Abstract

Uranium tetrafluoride (UF₄) is an important intermediate in the production of UF₆ and uranium metal. Room temperature hydrolysis of UF₄ was investigated using a combination of Fluorine-19 nuclear magnetic resonance spectroscopy (¹⁹F NMR), Raman and infrared spectroscopy, powder X-ray diffraction, and microscopy measurements. UF₄(H₂O)_2.5 was identified as the primary solid hydrolysis product when anhydrous UF₄ was stirred in deionized water.

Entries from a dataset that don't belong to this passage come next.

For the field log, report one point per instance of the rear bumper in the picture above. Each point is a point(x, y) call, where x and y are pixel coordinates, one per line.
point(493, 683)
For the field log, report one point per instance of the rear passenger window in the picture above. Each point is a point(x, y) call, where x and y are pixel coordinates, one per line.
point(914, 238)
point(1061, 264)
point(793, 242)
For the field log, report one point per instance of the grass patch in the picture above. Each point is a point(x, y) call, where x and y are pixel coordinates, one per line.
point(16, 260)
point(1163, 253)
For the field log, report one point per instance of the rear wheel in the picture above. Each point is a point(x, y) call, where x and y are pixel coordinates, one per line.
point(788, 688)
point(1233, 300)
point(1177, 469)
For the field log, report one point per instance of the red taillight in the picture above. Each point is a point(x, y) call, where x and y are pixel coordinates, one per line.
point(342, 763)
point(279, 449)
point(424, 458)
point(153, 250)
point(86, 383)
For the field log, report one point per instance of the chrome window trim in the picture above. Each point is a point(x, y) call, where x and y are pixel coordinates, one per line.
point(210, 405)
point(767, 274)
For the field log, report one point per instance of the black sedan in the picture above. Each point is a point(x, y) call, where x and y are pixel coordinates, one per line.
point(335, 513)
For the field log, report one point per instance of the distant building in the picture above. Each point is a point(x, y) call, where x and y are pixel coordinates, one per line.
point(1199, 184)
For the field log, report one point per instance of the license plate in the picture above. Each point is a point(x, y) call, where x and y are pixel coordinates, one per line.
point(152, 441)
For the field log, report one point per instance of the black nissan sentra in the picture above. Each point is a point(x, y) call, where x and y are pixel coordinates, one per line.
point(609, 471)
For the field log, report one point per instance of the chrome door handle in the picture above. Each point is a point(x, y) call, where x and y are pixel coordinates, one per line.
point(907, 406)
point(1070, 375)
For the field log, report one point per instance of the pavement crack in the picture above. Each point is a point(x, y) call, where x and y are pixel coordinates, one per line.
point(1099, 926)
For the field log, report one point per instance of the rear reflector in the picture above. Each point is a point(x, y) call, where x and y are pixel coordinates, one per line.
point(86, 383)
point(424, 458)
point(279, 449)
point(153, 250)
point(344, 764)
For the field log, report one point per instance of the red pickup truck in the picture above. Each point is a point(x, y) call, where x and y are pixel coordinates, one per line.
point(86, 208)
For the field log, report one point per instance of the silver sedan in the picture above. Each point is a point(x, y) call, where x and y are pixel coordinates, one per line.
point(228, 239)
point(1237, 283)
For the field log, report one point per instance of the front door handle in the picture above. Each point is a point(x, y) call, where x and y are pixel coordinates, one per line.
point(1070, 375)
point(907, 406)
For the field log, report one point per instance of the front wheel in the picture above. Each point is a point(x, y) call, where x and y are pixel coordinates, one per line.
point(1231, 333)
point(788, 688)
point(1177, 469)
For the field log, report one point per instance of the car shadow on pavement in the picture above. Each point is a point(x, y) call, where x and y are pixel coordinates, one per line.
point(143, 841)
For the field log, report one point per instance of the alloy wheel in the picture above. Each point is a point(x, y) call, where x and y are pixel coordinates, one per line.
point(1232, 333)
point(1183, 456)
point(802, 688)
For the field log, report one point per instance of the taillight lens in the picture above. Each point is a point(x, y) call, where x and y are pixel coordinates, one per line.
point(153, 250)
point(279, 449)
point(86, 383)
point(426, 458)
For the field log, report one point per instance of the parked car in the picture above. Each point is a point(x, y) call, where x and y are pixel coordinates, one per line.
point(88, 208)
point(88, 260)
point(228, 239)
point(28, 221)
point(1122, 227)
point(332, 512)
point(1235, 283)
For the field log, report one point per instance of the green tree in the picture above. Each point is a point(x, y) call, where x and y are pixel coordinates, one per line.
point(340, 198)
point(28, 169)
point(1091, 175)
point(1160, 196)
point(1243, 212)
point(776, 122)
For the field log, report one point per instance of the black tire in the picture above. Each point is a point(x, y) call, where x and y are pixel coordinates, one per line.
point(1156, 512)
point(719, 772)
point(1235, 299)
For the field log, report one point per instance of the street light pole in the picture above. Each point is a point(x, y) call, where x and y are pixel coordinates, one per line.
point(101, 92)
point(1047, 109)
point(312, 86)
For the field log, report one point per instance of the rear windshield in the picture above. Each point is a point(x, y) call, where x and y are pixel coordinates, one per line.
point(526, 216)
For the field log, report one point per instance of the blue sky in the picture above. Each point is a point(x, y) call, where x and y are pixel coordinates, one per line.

Static NMR and ¹⁹F magic angle spinning NMR measurements revealed that a small amount of uranyl fluoride can also form when anhydrous UF₄ is left in water, although this species comprises less than 5% of the total sample with the remaining parts being UF₄(H₂O)_2.5. Since UF₄ is generally considered to be stable under ambient conditions, these findings mark the first time that a room temperature reaction between UF₄ and water has been detected and analyzed without interference from additional chemical reagents. The Raman characterization of UF₄(H₂O)_2.5 presented herein is the first on record. Since UF₄ is one of the most used intermediates during chemical conversion of uranium ore to uranium metal for nuclear fuel and weapons, the results presented herein are applicable to numerous nuclear science fields where solid state detection of uranium is of value, including nuclear nonproliferation, nuclear forensics, and environmental remediation.